Come ampiamente previsto dal mercato, la Federal Reserve ha alzato ieri i tassi di interesse, che sono tornati sopra il 2% per la prima volta dal 2008 dopo i tre giri di vite del 2017, e ha aperto alla possibilità di aumentarli ancora nel corso dell’anno e nei prossimi. L’aumento di un quarto di punto ha portato il costo del denaro in una forchetta fra il 2,00% e il 2,25%.
Una decisione data per scontata dagli analisti, alla luce dell’accelerazione della crescita e dell’inflazione, che alimenta le polemiche con dell’istituto di politica monetaria con il presidente americano, Donald Trump, che ha ribadito di non essere contento della decisione della banca centrale americana
“Sfortunatamente hanno alzato i tassi. Non ne sono contento. Sembra che gli piaccia alzare i tassi ma li hanno alzati perché stiamo andando bene, molto meglio di quanto mi aspettassi”.
Critiche a cui il numero uno della Fed Jerome Powell ha risposto secco durante la conferenza stampa successiva alla riunione del Fomc:
”Il congresso ci ha dato un importante compito. Non prendiamo in considerazione fattori politici”.
Ma torniamo alla Fed.

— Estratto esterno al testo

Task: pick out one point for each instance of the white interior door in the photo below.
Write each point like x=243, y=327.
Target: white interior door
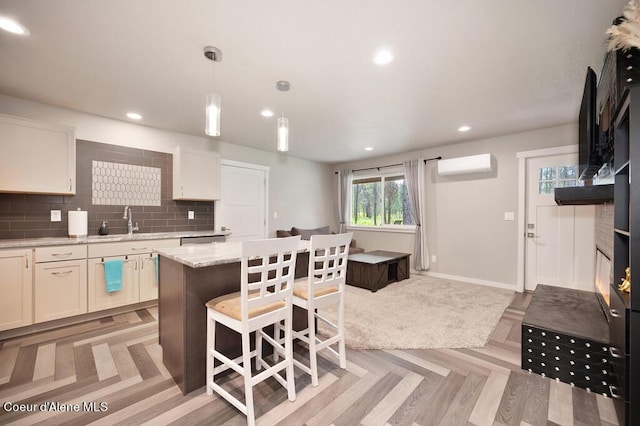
x=243, y=200
x=560, y=240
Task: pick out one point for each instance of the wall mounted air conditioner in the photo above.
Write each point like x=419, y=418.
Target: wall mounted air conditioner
x=470, y=164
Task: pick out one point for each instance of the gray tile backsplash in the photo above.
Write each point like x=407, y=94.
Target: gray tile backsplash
x=29, y=215
x=604, y=229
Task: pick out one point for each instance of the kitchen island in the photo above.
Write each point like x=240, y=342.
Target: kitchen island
x=188, y=277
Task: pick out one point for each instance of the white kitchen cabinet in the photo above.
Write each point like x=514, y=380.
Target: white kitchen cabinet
x=36, y=157
x=16, y=306
x=196, y=175
x=139, y=280
x=60, y=285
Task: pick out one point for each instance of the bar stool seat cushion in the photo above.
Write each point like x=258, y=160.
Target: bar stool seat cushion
x=229, y=304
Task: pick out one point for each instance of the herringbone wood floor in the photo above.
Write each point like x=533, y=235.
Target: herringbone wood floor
x=117, y=361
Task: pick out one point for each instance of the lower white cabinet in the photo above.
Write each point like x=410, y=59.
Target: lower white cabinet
x=16, y=305
x=139, y=276
x=60, y=285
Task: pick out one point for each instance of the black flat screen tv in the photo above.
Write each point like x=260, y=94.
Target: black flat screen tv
x=589, y=159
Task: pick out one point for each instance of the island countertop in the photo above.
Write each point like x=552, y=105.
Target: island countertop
x=219, y=253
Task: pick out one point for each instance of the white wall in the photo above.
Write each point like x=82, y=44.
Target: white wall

Guardando alle previsioni future, le tabelle allegate al documento finale del Fomc, indicano quattro rialzi nel 2018, in linea con le stime precedenti, tre nel 2019 e una sola nel 2020. In particolare, la Fed prevede che i tassi si attesteranno a un valore mediano del 2,4% a fine 2018 (a giugno aveva ipotizzato il 2,4%), per poi salire al 3,1% a fine 2019, come anticipato a giugno (questo implica altri tre rialzi l’anno prossimo).
Saliranno ancora al 3,4% a fine 2020 (come stimato a giugno) e al 3,4% alla fine del 2021. Come si legge nelle tabelle, la ‘central tendency’, che esclude le tre proiezioni piu’ alte e le tre piu’ basse, e’ per tassi tra il 2,1 e il 2,4% nel 2018 e tra il 2,9 e il 3,4% nel 2019 e tra il 3,1 e il 3,6% nel 2020. La Fed comunque intende procedere con i rialzi dei tassi in maniera “graduale”.
Guardando avanti, l’incognita restano i dazi e una guerra commerciale fra Stati Uniti e Cina, con il suo potenziale effetto sulla ripresa e sull’inflazione. ‘
‘Al momento la Fed non vede effetti sull’economia dalla politica commerciale. Ma dazi diffusi nel lungo termine possono essere negativi per gli Stati Uniti” mette in guardia Jerome Powell, inviando indirettamente un messaggio al presidente americano.
Powell torna poi a dipingere il positivo quadro dell’economia, senza però nascondere che difficoltà continuano a esistere.
‘‘L’economia americana è forte, la disoccupazione è bassa e i salari sono in aumento. Tutti questi sono segnali buoni, ma questo non significa che tutto è perfetto: non tutti gli americani godono infatti dei benefici”.
Infine, sulla rimozione dal comunicato finale della parola ”accomodante” per descrivere la politica monetaria non indica che la Fed – spiega Powell – intende accelerare nei rialzi:
”se l’economia dovesse rallentare” improvvisamente, aggiunge, ”tassi più bassi sono garantiti”.